The church is headquartered in Palm Beach Gardens and has six campuses in Florida, including Stuart, and one in New York City. Officials estimate it will spend $6 to $8 million to retrofit the 115,000-square-foot former digital animation studio and add a 20,000-square-foot auditorium, possibly creating local construction jobs.
Church officials hope to start Saturday and Sunday services, along with youth and adult weekday programs out of the building by late summer.
“Our desire and our heart is to be a resource to the city,” said church representative Donald Hearing, who called the building perfect for Christ Fellowship.

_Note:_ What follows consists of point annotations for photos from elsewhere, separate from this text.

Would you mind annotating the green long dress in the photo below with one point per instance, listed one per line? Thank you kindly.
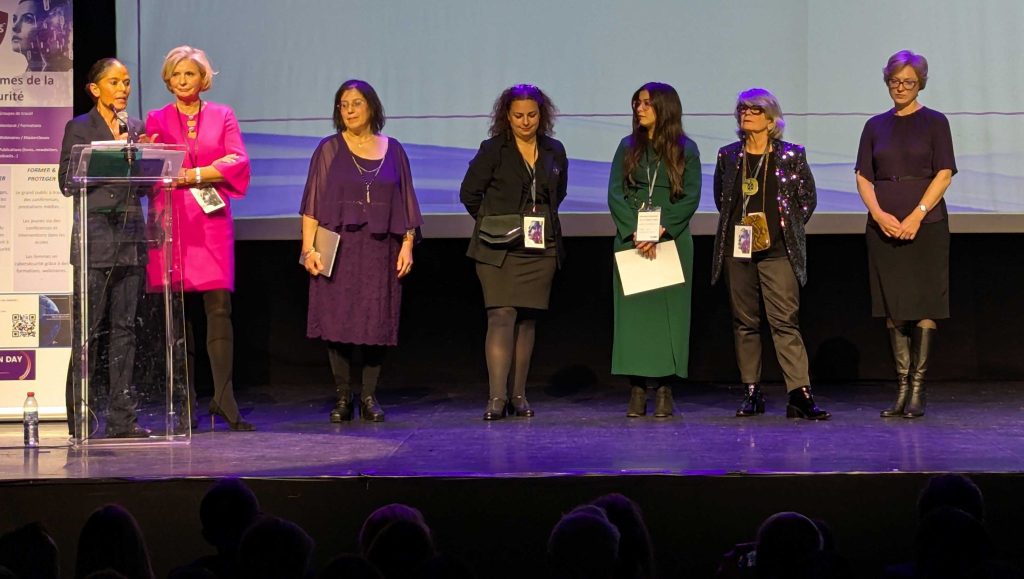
(652, 329)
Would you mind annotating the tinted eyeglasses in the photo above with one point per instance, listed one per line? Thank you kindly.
(908, 84)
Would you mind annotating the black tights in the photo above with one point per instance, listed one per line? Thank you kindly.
(349, 361)
(641, 381)
(508, 348)
(930, 324)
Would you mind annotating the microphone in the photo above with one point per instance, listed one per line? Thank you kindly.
(130, 150)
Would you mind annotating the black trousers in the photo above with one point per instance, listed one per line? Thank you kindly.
(114, 294)
(770, 280)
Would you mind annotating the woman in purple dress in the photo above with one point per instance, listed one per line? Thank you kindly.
(904, 166)
(360, 188)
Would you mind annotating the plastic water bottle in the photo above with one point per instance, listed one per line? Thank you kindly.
(30, 420)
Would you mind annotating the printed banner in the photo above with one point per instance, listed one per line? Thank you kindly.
(36, 98)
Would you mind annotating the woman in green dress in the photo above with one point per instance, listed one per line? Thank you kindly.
(657, 168)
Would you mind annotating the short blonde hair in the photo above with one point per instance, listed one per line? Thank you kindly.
(906, 58)
(175, 56)
(764, 98)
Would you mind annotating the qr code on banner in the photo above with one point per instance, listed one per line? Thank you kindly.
(24, 326)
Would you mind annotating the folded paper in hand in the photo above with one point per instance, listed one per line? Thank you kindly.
(326, 243)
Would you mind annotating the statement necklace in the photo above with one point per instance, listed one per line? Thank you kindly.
(192, 121)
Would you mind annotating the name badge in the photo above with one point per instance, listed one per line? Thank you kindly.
(534, 225)
(208, 198)
(649, 224)
(742, 240)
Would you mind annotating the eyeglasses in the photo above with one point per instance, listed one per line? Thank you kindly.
(908, 84)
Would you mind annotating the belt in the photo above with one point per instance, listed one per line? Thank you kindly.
(898, 178)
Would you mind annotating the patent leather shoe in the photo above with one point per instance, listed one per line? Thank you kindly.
(638, 402)
(663, 402)
(754, 402)
(370, 409)
(496, 409)
(342, 411)
(238, 424)
(802, 406)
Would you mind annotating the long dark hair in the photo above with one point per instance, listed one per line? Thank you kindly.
(500, 115)
(377, 117)
(669, 136)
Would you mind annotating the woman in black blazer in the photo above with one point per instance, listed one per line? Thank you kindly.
(513, 188)
(116, 248)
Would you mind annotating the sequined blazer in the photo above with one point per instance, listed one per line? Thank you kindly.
(797, 199)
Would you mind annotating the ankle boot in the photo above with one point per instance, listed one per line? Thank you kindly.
(921, 344)
(518, 406)
(899, 338)
(496, 409)
(802, 406)
(663, 402)
(342, 411)
(638, 402)
(754, 402)
(370, 409)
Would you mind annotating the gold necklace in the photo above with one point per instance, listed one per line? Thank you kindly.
(358, 143)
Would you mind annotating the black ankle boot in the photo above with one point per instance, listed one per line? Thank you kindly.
(371, 410)
(518, 406)
(496, 409)
(802, 406)
(342, 411)
(921, 344)
(754, 402)
(663, 402)
(638, 402)
(900, 341)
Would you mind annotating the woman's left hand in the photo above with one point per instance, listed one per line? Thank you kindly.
(908, 228)
(404, 264)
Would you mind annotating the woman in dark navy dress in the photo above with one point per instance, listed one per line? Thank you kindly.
(904, 165)
(360, 188)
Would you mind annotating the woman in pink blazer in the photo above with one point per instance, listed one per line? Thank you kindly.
(215, 171)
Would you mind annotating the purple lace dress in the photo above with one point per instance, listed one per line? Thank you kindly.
(359, 303)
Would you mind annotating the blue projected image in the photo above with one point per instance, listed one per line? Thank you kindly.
(438, 71)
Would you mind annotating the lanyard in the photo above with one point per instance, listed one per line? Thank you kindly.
(193, 154)
(650, 181)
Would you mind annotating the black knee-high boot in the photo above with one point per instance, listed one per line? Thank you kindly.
(220, 347)
(921, 345)
(373, 360)
(339, 356)
(899, 338)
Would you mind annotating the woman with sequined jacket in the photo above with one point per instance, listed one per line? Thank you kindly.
(765, 193)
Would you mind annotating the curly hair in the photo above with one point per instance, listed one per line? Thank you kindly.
(377, 116)
(500, 115)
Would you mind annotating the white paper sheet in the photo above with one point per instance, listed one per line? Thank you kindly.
(639, 274)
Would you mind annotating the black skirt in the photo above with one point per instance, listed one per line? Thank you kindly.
(521, 281)
(909, 279)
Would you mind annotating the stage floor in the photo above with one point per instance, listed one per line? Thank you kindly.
(970, 427)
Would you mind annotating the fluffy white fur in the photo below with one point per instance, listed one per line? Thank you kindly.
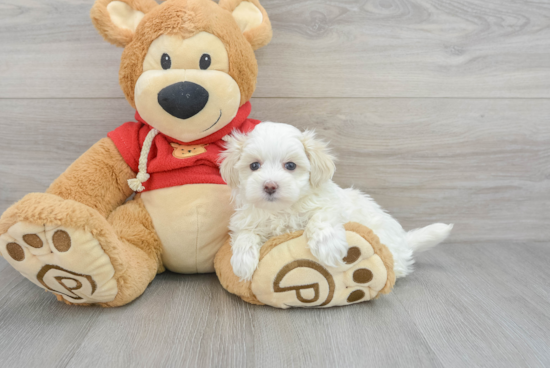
(305, 198)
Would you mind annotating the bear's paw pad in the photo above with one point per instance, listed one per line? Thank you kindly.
(68, 262)
(290, 276)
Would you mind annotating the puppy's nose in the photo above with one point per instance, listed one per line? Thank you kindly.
(270, 187)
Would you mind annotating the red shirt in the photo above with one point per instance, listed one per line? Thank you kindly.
(165, 168)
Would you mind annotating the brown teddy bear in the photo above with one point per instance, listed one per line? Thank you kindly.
(189, 69)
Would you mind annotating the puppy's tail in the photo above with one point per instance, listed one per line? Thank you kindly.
(428, 237)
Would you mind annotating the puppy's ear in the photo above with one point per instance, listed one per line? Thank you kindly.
(252, 20)
(117, 20)
(230, 157)
(322, 162)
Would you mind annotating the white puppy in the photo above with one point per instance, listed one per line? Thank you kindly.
(281, 182)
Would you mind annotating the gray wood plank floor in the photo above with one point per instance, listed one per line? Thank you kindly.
(439, 109)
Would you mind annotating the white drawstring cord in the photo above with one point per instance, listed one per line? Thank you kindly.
(142, 176)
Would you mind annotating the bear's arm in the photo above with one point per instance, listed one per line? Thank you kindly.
(98, 178)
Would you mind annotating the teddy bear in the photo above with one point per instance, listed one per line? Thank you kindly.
(149, 197)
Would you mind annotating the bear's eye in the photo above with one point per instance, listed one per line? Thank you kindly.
(255, 166)
(205, 61)
(165, 61)
(290, 166)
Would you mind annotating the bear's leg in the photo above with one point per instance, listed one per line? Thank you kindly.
(71, 250)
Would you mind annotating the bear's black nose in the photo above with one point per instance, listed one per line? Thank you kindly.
(183, 99)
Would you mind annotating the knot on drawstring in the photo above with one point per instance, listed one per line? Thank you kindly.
(137, 184)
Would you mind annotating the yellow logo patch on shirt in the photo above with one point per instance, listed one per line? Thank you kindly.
(181, 151)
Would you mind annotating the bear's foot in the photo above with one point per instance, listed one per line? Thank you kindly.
(68, 262)
(288, 274)
(60, 245)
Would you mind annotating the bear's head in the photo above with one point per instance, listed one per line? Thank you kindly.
(187, 65)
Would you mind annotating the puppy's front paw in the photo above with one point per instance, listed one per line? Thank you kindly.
(328, 244)
(245, 262)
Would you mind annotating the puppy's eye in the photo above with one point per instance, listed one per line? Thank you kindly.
(255, 166)
(205, 61)
(290, 166)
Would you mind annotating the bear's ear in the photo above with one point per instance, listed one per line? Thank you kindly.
(252, 19)
(117, 20)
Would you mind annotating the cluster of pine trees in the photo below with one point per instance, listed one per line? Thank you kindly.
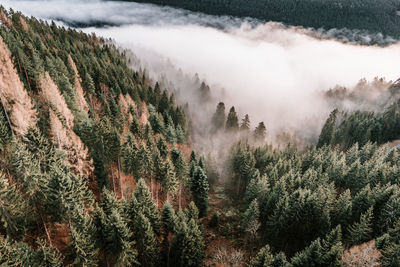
(230, 124)
(99, 175)
(348, 128)
(309, 206)
(379, 17)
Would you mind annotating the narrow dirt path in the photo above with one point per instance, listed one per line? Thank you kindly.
(223, 240)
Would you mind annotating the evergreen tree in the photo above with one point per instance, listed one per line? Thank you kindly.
(327, 132)
(389, 245)
(5, 133)
(361, 231)
(180, 169)
(168, 178)
(200, 189)
(265, 258)
(326, 252)
(232, 121)
(251, 216)
(192, 246)
(191, 212)
(218, 119)
(180, 135)
(168, 218)
(146, 204)
(118, 245)
(13, 210)
(146, 242)
(168, 224)
(245, 125)
(83, 243)
(162, 147)
(260, 133)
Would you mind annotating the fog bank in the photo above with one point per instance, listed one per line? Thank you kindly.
(270, 71)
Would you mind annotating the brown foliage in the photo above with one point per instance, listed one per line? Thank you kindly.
(80, 95)
(362, 255)
(144, 117)
(13, 95)
(52, 95)
(5, 19)
(23, 23)
(61, 128)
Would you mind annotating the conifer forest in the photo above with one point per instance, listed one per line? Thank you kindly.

Hearing added: “Christ Fellowship would work with veterans, the homeless, foster care and safe homes.”
Christ Fellowship was interested in the building 18 months ago, but was building its Boynton Beach campus and planning to start construction on its 55,000-square-foot Stuart campus, set to open in July, representatives said. Now with the Boynton Beach project completed, when a recent deal to sell the building fell through, the timing was right.
A sale to the church, with its weekly following of more than 20,000 people, will save the city $427,000 annually in maintenance. It also will reduce the city’s $66.3 million debt on the building to $53.3 million. The city makes annual interest payments of $1.4 million through 2018 and principal payments of $2.3 million through 2042 for the failed deal.
The church would pay city stormwater and Tradition assessments — approximately $133,000 annually. Because of the church’s nonprofit status, however, it would pay no property tax, costing the city about $73,000 annually. St. Lucie County and other taxing authorities would forgo approximately $245,000 in property tax annually.
The city in 2009 gave Digital Domain a $51.8 million incentive deal — which included land and the fully equipped Tradition studio — in exchange for jobs and economic development. The now-bankrupt company shuttered its doors in late 2012, laying off almost 300 employees.
Although Christ Fellowship can’t deliver on Digital Domain’s promise of hundreds of high-waged, high-skilled jobs, it plans to employ approximately 35 in Port St. Lucie, Hearing said.
The sale to Christ Fellowship comes after a $15 million sale to Jupiter businessman James Hall fell through last month. The City Council in 2013 approved a $14 million sale to Vero Beach resident Richard Friedberg, but it also fell through. Hall was present at the meeting, telling City Council he still wanted to buy.
“I was ready to go forward and I’m still ready to go forward,” Hall said.
The deal to sell the building to Hall was called off after he failed to pay the city a required $200,000 deposit.